1086-Maria-Big-Data / JobAdAnalytics

3 stars 2 forks source link

Include All Columns on Crawl Filtering #72

Closed GabrielMichaelKlein closed 3 years ago

GabrielMichaelKlein commented 3 years ago

Include all columns when filtering WARC files for more flexibility.

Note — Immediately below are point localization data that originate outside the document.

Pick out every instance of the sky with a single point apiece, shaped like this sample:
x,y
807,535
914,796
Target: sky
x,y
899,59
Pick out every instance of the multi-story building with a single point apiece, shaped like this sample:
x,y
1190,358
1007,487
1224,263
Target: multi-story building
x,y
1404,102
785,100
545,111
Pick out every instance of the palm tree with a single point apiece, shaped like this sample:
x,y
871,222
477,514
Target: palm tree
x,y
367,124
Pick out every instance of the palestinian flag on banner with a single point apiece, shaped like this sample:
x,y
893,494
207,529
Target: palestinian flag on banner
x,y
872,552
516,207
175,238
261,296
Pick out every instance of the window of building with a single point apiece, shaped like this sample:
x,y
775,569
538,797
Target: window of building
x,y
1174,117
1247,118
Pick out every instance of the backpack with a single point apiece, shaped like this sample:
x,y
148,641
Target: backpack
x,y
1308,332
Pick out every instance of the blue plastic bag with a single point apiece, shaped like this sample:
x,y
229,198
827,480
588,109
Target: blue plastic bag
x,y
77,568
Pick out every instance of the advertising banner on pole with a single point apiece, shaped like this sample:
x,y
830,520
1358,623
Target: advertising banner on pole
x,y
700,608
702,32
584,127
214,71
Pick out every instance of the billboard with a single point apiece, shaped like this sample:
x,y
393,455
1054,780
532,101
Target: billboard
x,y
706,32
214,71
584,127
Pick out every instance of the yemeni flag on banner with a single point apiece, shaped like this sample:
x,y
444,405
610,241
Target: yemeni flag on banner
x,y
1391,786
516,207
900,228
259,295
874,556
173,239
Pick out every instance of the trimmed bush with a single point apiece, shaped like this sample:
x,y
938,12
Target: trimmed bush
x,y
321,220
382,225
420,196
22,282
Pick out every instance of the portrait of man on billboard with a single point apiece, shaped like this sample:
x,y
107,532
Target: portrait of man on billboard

vinceecws commented 3 years ago

Schema of the filteredIndex should retain the original schema as defined here: https://github.com/1086-Maria-Big-Data/JobAdAnalytics/blob/883b3543dfff175fc3073b318236280291b392e3/src/main/scala/cc/idx/indexUtil.scala#L22-L54

vinceecws commented 3 years ago

@GabrielMichaelKlein could you clarify how/why it should be saved as #parquet files? It's currently partitioned into multiple (24, I think) .csv files for read/write concurrency.

Include all columns when filtering WARC files for more flexibility. Save as Parquet files.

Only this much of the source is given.